ABUJA, Nigeria (AP) — The Nigerian National Petroleum Corporation will deploy drones across the territorial waters of Africa's largest oil producer as part of a series of new efforts to help curb rampant oil theft, a company official said Tuesday.
The corporation is launching an "armada of approaches" aimed at ending theft within eight months, Managing Director Ibe Kachikwu said in a statement. The measures include looking at arming the navy with equipment to help them with their patrols and working with law enforcement to increase its presence in the area to protect pipelines, he said.

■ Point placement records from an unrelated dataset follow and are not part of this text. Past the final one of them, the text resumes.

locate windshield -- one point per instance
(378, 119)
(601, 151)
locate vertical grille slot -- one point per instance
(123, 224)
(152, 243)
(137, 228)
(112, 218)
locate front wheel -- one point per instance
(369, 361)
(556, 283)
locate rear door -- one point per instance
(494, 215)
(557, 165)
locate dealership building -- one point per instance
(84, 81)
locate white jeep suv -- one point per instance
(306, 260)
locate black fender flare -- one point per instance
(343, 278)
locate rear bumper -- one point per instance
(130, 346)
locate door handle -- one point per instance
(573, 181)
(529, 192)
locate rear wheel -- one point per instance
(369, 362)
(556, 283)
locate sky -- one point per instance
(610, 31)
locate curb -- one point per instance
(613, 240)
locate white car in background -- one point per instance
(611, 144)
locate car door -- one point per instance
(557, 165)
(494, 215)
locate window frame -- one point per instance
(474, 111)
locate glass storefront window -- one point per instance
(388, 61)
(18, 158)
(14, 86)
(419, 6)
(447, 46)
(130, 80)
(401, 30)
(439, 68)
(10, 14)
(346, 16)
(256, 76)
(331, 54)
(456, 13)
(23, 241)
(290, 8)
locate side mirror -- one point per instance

Kachikwu said that between June 2014 and June 2015, the corporation recorded between 3, 500 to 4,000 theft attempts at the various products pipelines across the country.

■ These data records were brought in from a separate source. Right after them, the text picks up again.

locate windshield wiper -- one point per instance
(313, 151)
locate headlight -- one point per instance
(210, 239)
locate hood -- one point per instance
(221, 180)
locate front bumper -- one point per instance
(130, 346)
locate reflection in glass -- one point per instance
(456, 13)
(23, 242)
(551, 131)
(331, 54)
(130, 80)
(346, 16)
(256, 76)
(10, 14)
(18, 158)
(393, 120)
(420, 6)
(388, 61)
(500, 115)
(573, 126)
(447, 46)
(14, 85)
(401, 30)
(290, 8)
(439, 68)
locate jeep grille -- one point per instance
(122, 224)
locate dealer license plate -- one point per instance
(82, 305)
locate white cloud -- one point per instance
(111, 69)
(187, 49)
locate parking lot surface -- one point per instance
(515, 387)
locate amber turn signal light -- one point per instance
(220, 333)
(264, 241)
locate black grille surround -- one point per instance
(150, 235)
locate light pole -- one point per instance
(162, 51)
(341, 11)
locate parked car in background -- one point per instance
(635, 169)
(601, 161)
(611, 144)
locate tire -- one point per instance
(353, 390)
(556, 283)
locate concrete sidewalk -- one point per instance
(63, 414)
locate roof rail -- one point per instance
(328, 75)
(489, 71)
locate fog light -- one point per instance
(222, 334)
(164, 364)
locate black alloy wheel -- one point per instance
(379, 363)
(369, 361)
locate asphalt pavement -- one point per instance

"The best security for these pipelines lies with the communities. We are trying to create enough incentives for them to see these pipelines as their own," Kachikwu said.

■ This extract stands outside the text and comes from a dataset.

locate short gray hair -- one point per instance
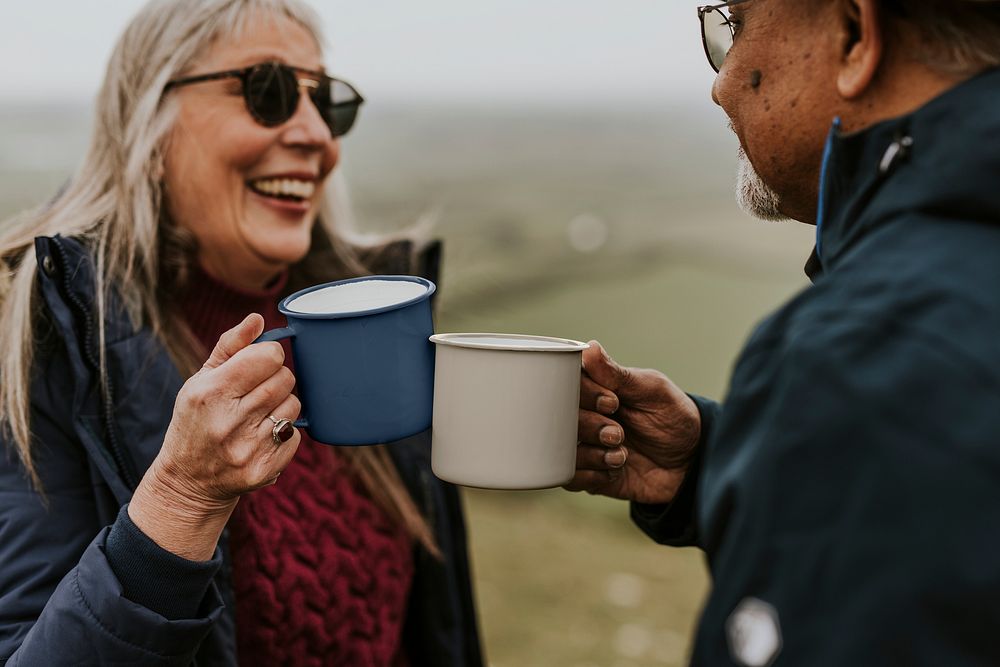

Millions of dollars in oil is stolen daily in Nigeria and the government estimates around 250,000 barrels of oil are lost to oil thieves per day.
Oil companies blame oil spills on gangs who break into pipelines to steal crude. Earlier this year Shell, the largest oil company operating in Nigeria, agreed to pay $83.5 million to a fishing community in the Niger Delta, who argued the company isn't doing enough to maintain and protect its pipelines from being sabotaged by oil thieves.
While income from agriculture and other industries has increased, Nigeria depends on oil for about 80 percent of its revenue and 95 percent of foreign reserves.